[comp.archives.admin] Commercial Archives

laws@ai.sri.com (Kenneth I. Laws) (06/23/91)

'Scuse me, I'm new here.

I've been following with great interest Ed's discussion of
the volunteer-moderator problem, together with the cogent
comments of others about sharing the load, growing the net
into a real-world service, and giving people an incentive
to properly catalog their own submissions.

I'm curious about one issue: is the goal to create a single
(distributed) archive?  I can see some efficiency advantages
in avoiding duplicate storage, and some administrative
advantages in having a single indexing system, but I don't
see real-world analogies showing that this is the way to go.
The Library of Congress is a special case, and one could argue
for NASA engineering archives as a model.  But there is no
way that you can compete on a governmental scale.  Why are
you not aiming for separate archives (cross linked, of course)
for each of the different discussion topics?  Each would have
its own librarians, consultants, or priests, and each would
serve a fairly well-defined community.  Access from outside
the community would be by asking someone on the inside.

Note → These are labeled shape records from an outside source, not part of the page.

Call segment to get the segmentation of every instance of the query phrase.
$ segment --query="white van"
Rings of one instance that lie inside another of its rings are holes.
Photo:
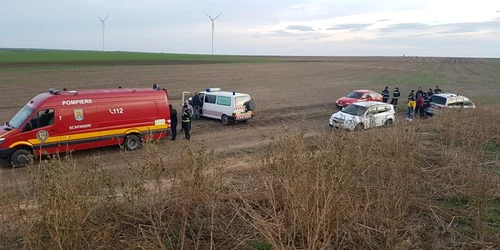
[[[249,94],[222,91],[220,88],[208,88],[198,94],[201,100],[200,116],[221,120],[224,125],[253,118],[255,103]]]

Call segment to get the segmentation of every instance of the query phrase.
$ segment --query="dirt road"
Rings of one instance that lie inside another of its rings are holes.
[[[318,59],[320,60],[320,59]],[[258,149],[285,128],[304,127],[309,132],[328,129],[334,102],[353,89],[381,91],[398,86],[402,97],[410,89],[439,85],[481,101],[495,98],[500,86],[498,63],[479,59],[447,58],[344,58],[316,62],[256,64],[106,66],[71,70],[0,73],[0,121],[9,120],[34,95],[49,88],[151,87],[167,88],[171,104],[180,109],[182,91],[201,91],[220,87],[227,91],[250,93],[257,104],[255,119],[248,123],[223,126],[219,121],[193,122],[192,140],[163,141],[182,145],[204,143],[218,153],[242,156]],[[312,61],[312,60],[311,60]],[[473,85],[474,84],[474,85]],[[484,99],[483,99],[484,98]],[[401,102],[404,103],[404,102]],[[404,110],[400,105],[400,111]],[[116,148],[74,154],[84,163],[87,156],[100,153],[110,169],[120,169]],[[165,152],[168,154],[168,152]],[[82,164],[83,166],[84,164]],[[26,180],[28,170],[0,169],[0,185],[12,188]],[[16,180],[17,179],[17,180]]]

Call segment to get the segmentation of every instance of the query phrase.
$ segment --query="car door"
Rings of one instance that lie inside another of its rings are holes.
[[[363,123],[365,125],[365,128],[371,128],[375,126],[376,114],[377,114],[377,107],[371,107],[366,111],[365,115],[363,116]]]
[[[378,106],[377,114],[375,115],[376,126],[383,126],[387,118],[389,118],[389,106]]]

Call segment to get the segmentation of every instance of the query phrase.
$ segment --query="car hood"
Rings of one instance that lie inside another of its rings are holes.
[[[350,115],[347,113],[344,113],[342,111],[336,112],[331,116],[331,119],[336,119],[336,120],[341,120],[341,121],[349,121],[349,120],[357,120],[359,117],[355,115]]]
[[[342,103],[352,103],[352,102],[357,102],[359,101],[360,99],[356,99],[356,98],[350,98],[350,97],[341,97],[339,99],[337,99],[338,102],[342,102]]]

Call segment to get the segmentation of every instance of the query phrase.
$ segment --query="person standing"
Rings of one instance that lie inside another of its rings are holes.
[[[396,109],[396,107],[398,106],[398,100],[400,96],[401,93],[399,92],[399,88],[396,87],[392,92],[392,100],[391,100],[391,104],[394,105],[394,109]]]
[[[416,110],[415,114],[419,114],[420,117],[424,117],[424,95],[418,95],[417,101],[416,101]]]
[[[434,92],[432,92],[432,89],[429,88],[429,91],[427,91],[427,97],[431,98],[432,95],[434,95]]]
[[[389,87],[385,86],[385,89],[382,91],[382,102],[387,103],[390,95],[391,94],[389,93]]]
[[[408,117],[407,120],[413,120],[413,111],[415,111],[416,101],[415,101],[415,90],[412,90],[408,95]]]
[[[189,134],[189,130],[191,128],[191,119],[189,114],[189,107],[184,105],[184,110],[182,112],[182,130],[184,131],[184,139],[190,140],[191,135]]]
[[[170,130],[172,131],[172,141],[175,141],[177,137],[177,110],[172,108],[172,104],[169,104],[170,108]]]
[[[424,91],[422,90],[422,87],[418,87],[417,94],[415,95],[415,98],[418,98],[419,95],[424,95]]]
[[[439,86],[436,86],[436,89],[434,89],[434,94],[441,94],[441,89],[439,88]]]

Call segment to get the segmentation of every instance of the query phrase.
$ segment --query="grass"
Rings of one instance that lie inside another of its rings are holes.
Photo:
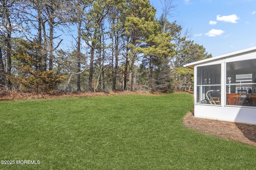
[[[192,106],[182,93],[1,102],[0,159],[16,164],[0,169],[255,169],[256,147],[182,125]]]

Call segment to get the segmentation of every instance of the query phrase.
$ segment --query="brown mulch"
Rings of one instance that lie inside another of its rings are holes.
[[[213,135],[256,146],[256,125],[194,117],[187,113],[182,120],[186,127]]]
[[[31,93],[10,90],[7,92],[0,90],[0,101],[24,99],[58,98],[71,97],[90,97],[106,96],[120,95],[128,94],[150,94],[147,92],[119,91],[113,92],[110,91],[104,92],[74,92],[53,93]]]

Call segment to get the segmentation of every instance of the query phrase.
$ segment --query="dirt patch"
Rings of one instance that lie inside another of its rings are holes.
[[[256,125],[195,117],[192,113],[184,117],[186,127],[204,133],[256,146]]]

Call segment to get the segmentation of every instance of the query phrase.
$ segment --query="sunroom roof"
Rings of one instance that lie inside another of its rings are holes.
[[[194,69],[194,66],[195,65],[201,64],[206,63],[210,63],[216,60],[220,60],[223,58],[236,56],[238,55],[241,55],[247,53],[250,53],[254,51],[256,51],[256,47],[253,47],[235,51],[228,54],[224,54],[223,55],[219,55],[218,56],[215,57],[214,57],[210,58],[210,59],[207,59],[204,60],[200,60],[200,61],[191,63],[190,63],[187,64],[186,64],[183,65],[183,66],[184,67]]]

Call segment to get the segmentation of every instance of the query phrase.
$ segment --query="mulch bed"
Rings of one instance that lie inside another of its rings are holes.
[[[188,128],[256,146],[256,125],[195,117],[190,112],[182,120]]]

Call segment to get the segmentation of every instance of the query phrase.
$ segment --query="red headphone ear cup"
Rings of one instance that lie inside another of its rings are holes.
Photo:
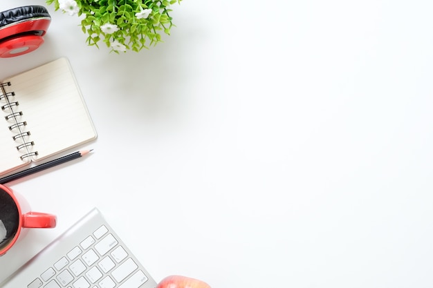
[[[0,41],[0,57],[8,58],[33,51],[44,43],[38,35],[21,35]]]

This is particularly pertinent if you wish to grow a
commercial service -- as I believe you should.  The existance
of a free service like comp.archives makes the next step
very difficult.  (In a like manner, Prof. John McCarthy claims
that the existance of the Arpanet eventually interfered with
commercial network development, leading to the current
revolutionary acceptance of a rather poor FAX standard.)
Beause the transition will be difficult, you will have to
pay very close attention to market forces and realistic
business principles.

The current comp.archives appears to be driven by "technology
push": you have the data available, so you're saving it.
Business doesn't work that way; it works by "pull."  You
have to find customers who need a specific type of data,
then you let them pay for the archiving, indexing, and
knowledgeable data experts.

As an extreme case, you can imagine a host of consultants,
each with his or her own archive.  Each consultant advertises
a specialty, collects related data, indexes it according to
personal needs, seeks out customers, prepares reports, and
occasionally even publishes a book.

Instead of following the consultant model, you seem to be
following the public library model.  Why?  There's no money
in it.

					-- Ken Laws

emv@msen.com (Ed Vielmetti) (06/24/91)

<excerpt>
   The current comp.archives appears to be driven by "technology
   push": you have the data available, so you're saving it.
   Business doesn't work that way; it works by "pull."  You
   have to find customers who need a specific type of data,
   then you let them pay for the archiving, indexing, and
   knowledgeable data experts.
</excerpt>

There's something that you're missing here, I think.  No doubt there's
some domain-specific knowledge involved in the production of
comp.archives; it's useful to have a feel for which of the 1000+
archive sites in the world have the greatest likelihood of having
current stuff, which authors are most reliable, who is best organized.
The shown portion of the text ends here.